Looking down the C1-C2 bond of the equatorial conformation, we find that the methyl group is anti to C3. Esta interferencia es llamada interacciones 1,3-diaxial. Because of their smaller surface areas, branched alkanes have lower boiling points than unbranched alkanes. Chair Conformations of trans-1,3-Dimethylcyclohexane Caption: Torsional strain in cyclopropane. Two chair conformations are possible for cis-1,3-dimethylcyclohexane.

Solution The longest carbon chain contains eight carbon atoms, so this compound is named as an octane. Folding gives partial relief from the eclipsing of bonds, as shown in the Newman projection. For butane there will be two different staggered conformations: When molecules can pack in neat order avoiding empty pockets the melting point will be higher than when the packing is not ordered.


The angle strain and the torsional strain in cyclopropane make this ring size extremely reactive. The conformation of cyclopentane is slightly folded, like the shape of an envelope.

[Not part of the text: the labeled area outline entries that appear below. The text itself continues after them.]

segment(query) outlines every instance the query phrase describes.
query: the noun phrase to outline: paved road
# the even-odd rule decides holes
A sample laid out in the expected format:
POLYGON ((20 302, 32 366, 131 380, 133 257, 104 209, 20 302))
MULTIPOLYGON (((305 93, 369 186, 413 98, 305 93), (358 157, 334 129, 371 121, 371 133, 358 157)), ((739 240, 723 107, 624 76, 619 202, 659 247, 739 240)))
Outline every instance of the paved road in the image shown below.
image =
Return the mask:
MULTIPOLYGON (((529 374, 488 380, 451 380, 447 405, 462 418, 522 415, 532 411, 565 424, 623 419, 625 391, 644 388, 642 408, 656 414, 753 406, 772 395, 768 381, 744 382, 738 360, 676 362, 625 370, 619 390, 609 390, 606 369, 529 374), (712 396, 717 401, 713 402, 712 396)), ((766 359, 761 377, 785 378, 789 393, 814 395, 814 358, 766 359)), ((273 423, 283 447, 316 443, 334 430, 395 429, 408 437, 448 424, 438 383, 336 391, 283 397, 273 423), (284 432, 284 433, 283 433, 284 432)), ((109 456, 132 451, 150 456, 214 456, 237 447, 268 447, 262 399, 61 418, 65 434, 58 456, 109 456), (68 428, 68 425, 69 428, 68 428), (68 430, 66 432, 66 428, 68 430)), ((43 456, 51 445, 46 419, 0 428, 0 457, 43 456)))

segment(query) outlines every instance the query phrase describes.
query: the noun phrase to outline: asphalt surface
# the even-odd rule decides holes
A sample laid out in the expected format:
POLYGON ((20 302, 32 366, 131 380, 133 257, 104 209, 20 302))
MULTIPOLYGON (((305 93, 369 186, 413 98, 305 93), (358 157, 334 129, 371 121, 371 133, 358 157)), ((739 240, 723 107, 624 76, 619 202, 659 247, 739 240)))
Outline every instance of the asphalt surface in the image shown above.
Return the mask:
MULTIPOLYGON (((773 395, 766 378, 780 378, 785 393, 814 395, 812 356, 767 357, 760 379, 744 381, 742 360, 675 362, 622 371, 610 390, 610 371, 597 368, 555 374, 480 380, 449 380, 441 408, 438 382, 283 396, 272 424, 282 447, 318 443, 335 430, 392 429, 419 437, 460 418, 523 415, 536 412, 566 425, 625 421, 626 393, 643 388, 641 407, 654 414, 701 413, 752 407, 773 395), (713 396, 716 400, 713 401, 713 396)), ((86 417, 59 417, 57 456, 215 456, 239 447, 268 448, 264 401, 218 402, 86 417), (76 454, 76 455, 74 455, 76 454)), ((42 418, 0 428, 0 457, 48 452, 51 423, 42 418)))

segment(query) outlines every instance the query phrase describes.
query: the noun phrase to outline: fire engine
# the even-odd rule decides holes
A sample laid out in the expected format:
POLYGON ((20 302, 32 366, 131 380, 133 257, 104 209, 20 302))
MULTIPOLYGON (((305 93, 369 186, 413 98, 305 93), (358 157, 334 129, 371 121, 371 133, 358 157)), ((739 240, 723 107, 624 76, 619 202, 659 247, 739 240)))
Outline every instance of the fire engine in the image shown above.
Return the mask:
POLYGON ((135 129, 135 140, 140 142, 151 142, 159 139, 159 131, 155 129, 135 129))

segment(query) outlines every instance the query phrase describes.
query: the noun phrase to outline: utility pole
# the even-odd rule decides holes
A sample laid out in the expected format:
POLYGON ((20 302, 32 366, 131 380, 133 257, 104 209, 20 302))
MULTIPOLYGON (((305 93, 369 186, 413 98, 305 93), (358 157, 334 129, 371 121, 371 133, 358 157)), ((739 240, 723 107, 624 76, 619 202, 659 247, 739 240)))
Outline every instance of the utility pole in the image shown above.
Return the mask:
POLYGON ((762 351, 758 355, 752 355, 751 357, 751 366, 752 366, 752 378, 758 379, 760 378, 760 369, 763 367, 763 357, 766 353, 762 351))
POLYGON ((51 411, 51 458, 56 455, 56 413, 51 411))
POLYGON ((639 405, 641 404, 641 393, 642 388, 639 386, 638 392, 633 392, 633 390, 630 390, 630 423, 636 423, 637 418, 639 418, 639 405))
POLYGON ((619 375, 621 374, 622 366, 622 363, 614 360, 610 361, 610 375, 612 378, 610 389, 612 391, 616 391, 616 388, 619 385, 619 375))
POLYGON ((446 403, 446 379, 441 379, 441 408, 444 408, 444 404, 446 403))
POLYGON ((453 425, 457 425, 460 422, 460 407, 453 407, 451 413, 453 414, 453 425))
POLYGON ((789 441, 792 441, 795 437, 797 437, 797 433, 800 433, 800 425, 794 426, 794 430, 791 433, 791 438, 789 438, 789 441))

The chair conformation of cyclohexane has one methylene group puckered upward and another puckered downward.

Compare this actual structure with the hypothetical planar structure in Figure This interference is called a 1,3-diaxial interaction. Conformations of Cyclopropane Caption: The angle compression of cyclopropane is Conformations of Cyclohexane Caption: The more stable conformation has both methyl groups in equatorial positions. Regardless of the other groups present, the most stable conformation has a t-butyl conformaional in an equatorial position.

Much like ethane the staggered conformations of propane is lower in energy than the eclipsed conformations. The conformation connformacional cyclobutane is slightly folded. Conformational Analysis of Ethane Caption: In the Newman projection it is easier to see the steric interaction between the methyl substituent and the hydrogens and carbons of the ring.